The enormous skylit room smells like a poorly maintained nursing home, reeking of urine. People are lying strapped on cots, slumped over in wheelchairs and filling every available seat.
Triage is the way medical personnel handle medical emergencies. Every incoming patient is assessed and categorized by the severity of their problem.
The most drastically sick or hurt people — people who need the resources of a full-scale hospital to survive — are called “expectant,” as in, they are expected to die before being helped.
At this airport, where the focus is on saving lives, the bodies of expectant patients have been placed in empty terminal gates near the triage post.
When people die, they are covered with a sheet or blanket and left in place. There are too many living souls to focus precious resources on the dead.
Until Saturday, the bodies “were where anybody could see them,” said Chadwick, a medical technician at Wright-Patterson Air Force Base. “We had to walk by them constantly. It was very upsetting.”

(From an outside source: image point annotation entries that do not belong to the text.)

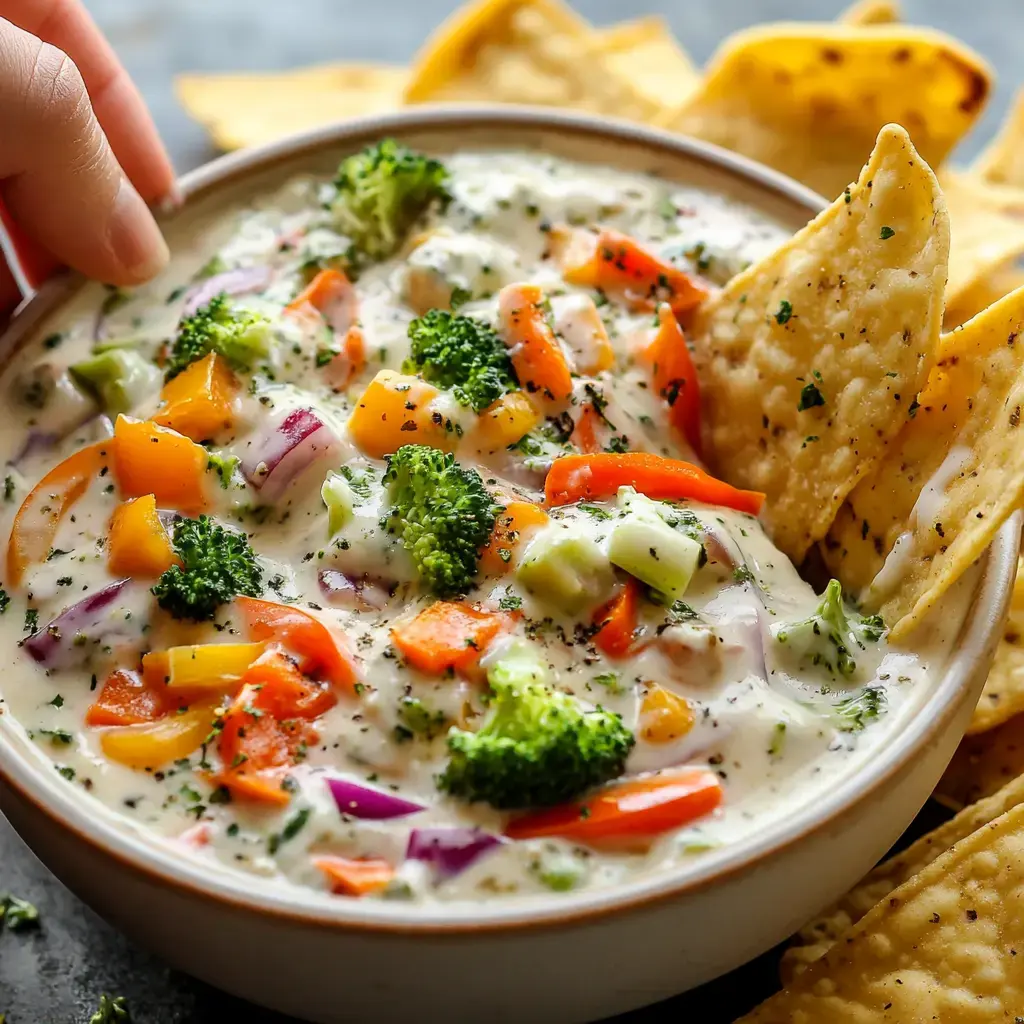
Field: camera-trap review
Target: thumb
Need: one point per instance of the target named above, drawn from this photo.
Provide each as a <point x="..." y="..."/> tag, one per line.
<point x="58" y="177"/>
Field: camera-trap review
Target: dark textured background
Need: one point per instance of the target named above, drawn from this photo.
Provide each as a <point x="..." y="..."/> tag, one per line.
<point x="55" y="976"/>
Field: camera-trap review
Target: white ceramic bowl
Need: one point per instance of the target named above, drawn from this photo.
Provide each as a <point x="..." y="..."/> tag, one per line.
<point x="564" y="957"/>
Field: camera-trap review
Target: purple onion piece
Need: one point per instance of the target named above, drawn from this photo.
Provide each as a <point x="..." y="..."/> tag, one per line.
<point x="71" y="637"/>
<point x="241" y="281"/>
<point x="450" y="850"/>
<point x="371" y="805"/>
<point x="284" y="451"/>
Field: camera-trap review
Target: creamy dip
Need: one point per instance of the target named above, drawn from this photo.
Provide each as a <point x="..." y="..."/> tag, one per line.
<point x="726" y="679"/>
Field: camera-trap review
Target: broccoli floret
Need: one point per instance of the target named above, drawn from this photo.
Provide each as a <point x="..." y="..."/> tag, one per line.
<point x="461" y="354"/>
<point x="539" y="747"/>
<point x="830" y="637"/>
<point x="241" y="336"/>
<point x="216" y="565"/>
<point x="442" y="514"/>
<point x="381" y="192"/>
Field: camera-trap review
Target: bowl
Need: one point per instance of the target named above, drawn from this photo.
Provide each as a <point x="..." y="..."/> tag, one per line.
<point x="565" y="957"/>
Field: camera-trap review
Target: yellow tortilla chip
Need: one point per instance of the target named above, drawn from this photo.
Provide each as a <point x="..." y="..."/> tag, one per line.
<point x="942" y="947"/>
<point x="1001" y="163"/>
<point x="871" y="12"/>
<point x="815" y="938"/>
<point x="646" y="53"/>
<point x="987" y="230"/>
<point x="956" y="473"/>
<point x="808" y="99"/>
<point x="249" y="110"/>
<point x="810" y="358"/>
<point x="523" y="51"/>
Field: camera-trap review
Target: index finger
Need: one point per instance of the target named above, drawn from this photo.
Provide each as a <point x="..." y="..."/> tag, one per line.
<point x="117" y="102"/>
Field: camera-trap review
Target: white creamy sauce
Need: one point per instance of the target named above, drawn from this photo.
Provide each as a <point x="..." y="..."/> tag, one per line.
<point x="777" y="726"/>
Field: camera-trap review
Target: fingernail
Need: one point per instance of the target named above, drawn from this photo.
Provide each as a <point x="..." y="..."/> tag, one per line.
<point x="135" y="238"/>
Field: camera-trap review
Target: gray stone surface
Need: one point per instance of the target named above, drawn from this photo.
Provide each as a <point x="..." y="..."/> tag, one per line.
<point x="55" y="976"/>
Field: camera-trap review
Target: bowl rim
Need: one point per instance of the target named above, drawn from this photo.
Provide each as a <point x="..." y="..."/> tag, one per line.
<point x="159" y="863"/>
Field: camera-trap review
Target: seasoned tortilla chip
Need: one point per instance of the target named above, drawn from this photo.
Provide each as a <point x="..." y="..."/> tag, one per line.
<point x="646" y="53"/>
<point x="943" y="946"/>
<point x="808" y="99"/>
<point x="956" y="472"/>
<point x="523" y="51"/>
<point x="810" y="359"/>
<point x="248" y="110"/>
<point x="1001" y="162"/>
<point x="815" y="938"/>
<point x="871" y="12"/>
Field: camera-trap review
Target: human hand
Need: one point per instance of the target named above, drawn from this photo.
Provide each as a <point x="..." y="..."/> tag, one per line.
<point x="79" y="154"/>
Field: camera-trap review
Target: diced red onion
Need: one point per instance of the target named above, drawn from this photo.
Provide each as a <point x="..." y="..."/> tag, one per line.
<point x="372" y="805"/>
<point x="450" y="850"/>
<point x="241" y="281"/>
<point x="285" y="450"/>
<point x="69" y="639"/>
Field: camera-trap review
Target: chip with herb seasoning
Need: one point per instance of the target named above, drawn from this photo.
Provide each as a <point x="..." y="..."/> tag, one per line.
<point x="865" y="325"/>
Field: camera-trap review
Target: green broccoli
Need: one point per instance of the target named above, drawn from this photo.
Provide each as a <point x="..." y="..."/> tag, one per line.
<point x="462" y="355"/>
<point x="241" y="336"/>
<point x="381" y="192"/>
<point x="442" y="514"/>
<point x="539" y="747"/>
<point x="833" y="634"/>
<point x="216" y="565"/>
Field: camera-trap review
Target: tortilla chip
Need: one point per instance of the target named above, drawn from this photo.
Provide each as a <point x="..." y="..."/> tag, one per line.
<point x="810" y="358"/>
<point x="808" y="99"/>
<point x="1001" y="162"/>
<point x="871" y="12"/>
<point x="987" y="230"/>
<point x="646" y="53"/>
<point x="815" y="938"/>
<point x="249" y="110"/>
<point x="943" y="946"/>
<point x="523" y="51"/>
<point x="956" y="473"/>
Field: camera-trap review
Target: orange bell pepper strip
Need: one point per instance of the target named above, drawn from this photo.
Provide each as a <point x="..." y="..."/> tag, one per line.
<point x="299" y="633"/>
<point x="675" y="376"/>
<point x="358" y="877"/>
<point x="153" y="460"/>
<point x="37" y="520"/>
<point x="448" y="636"/>
<point x="581" y="477"/>
<point x="537" y="356"/>
<point x="616" y="622"/>
<point x="510" y="527"/>
<point x="137" y="544"/>
<point x="620" y="265"/>
<point x="200" y="401"/>
<point x="640" y="808"/>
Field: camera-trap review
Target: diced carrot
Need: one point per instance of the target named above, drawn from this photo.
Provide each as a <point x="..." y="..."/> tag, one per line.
<point x="138" y="545"/>
<point x="396" y="410"/>
<point x="510" y="529"/>
<point x="537" y="356"/>
<point x="36" y="522"/>
<point x="620" y="265"/>
<point x="153" y="460"/>
<point x="675" y="376"/>
<point x="640" y="808"/>
<point x="505" y="421"/>
<point x="665" y="716"/>
<point x="580" y="477"/>
<point x="448" y="636"/>
<point x="126" y="698"/>
<point x="200" y="401"/>
<point x="318" y="650"/>
<point x="616" y="622"/>
<point x="358" y="877"/>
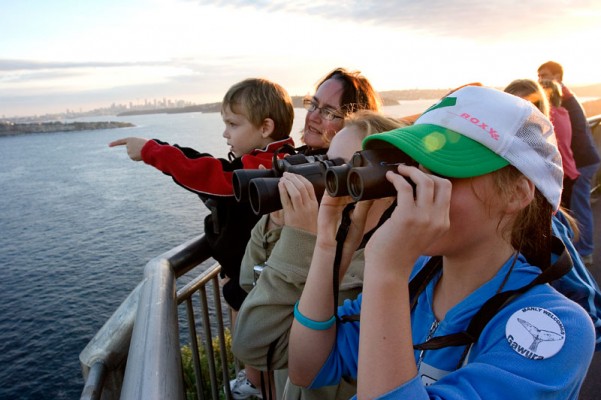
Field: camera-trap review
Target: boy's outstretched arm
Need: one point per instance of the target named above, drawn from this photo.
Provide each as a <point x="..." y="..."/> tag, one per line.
<point x="133" y="144"/>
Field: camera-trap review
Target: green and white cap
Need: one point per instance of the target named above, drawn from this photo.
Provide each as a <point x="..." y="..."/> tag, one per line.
<point x="477" y="130"/>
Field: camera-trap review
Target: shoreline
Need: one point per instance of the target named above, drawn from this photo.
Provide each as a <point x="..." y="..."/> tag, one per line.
<point x="16" y="129"/>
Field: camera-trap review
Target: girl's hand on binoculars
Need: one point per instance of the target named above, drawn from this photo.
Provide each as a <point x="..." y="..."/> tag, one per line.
<point x="299" y="202"/>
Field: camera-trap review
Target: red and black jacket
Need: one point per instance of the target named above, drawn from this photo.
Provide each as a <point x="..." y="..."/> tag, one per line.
<point x="229" y="224"/>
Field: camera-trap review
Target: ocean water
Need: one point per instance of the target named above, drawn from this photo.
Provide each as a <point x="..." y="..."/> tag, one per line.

There were seven bodies visible today, but Chadwick said there were 15 the day before.
On Saturday, someone finally duct-taped sheets over the entrance to the room where the dead and nearly dead mingle.
But no number of sheets can mask the reality of too many needy people. It is a distressing scene, even for medical personnel, who are so sleep-deprived they can’t possibly give the standard of care they are trained to give.
“The amount of casualties, bodies everywhere, geriatrics dying on the floor, newborns who haven’t had even basic medical attention — I’ve never seen anything like this,” Chadwick said.
Neither has Senior Airman Jason Rivera, although the 23-year-old with the 820th Security Squadron at Moody Air Force Base, Ga., has seen plenty in his four years in uniform.
Rivera has had two deployments to Iraq and a humanitarian mission in Senegal and Sierra Leone.
Rivera has survived roadside bombs and seen “hundreds” of people die, he said.
“You see this kind of thing” in Iraq, Rivera said, “but you don’t really think about it; you kind of expect it. That’s the way things are there.”
But this mission, Rivera said as he stood guard over rows and rows of patients lying on the ground on stretchers, is different.
“It was just such a shock to come to a great American city and see this.”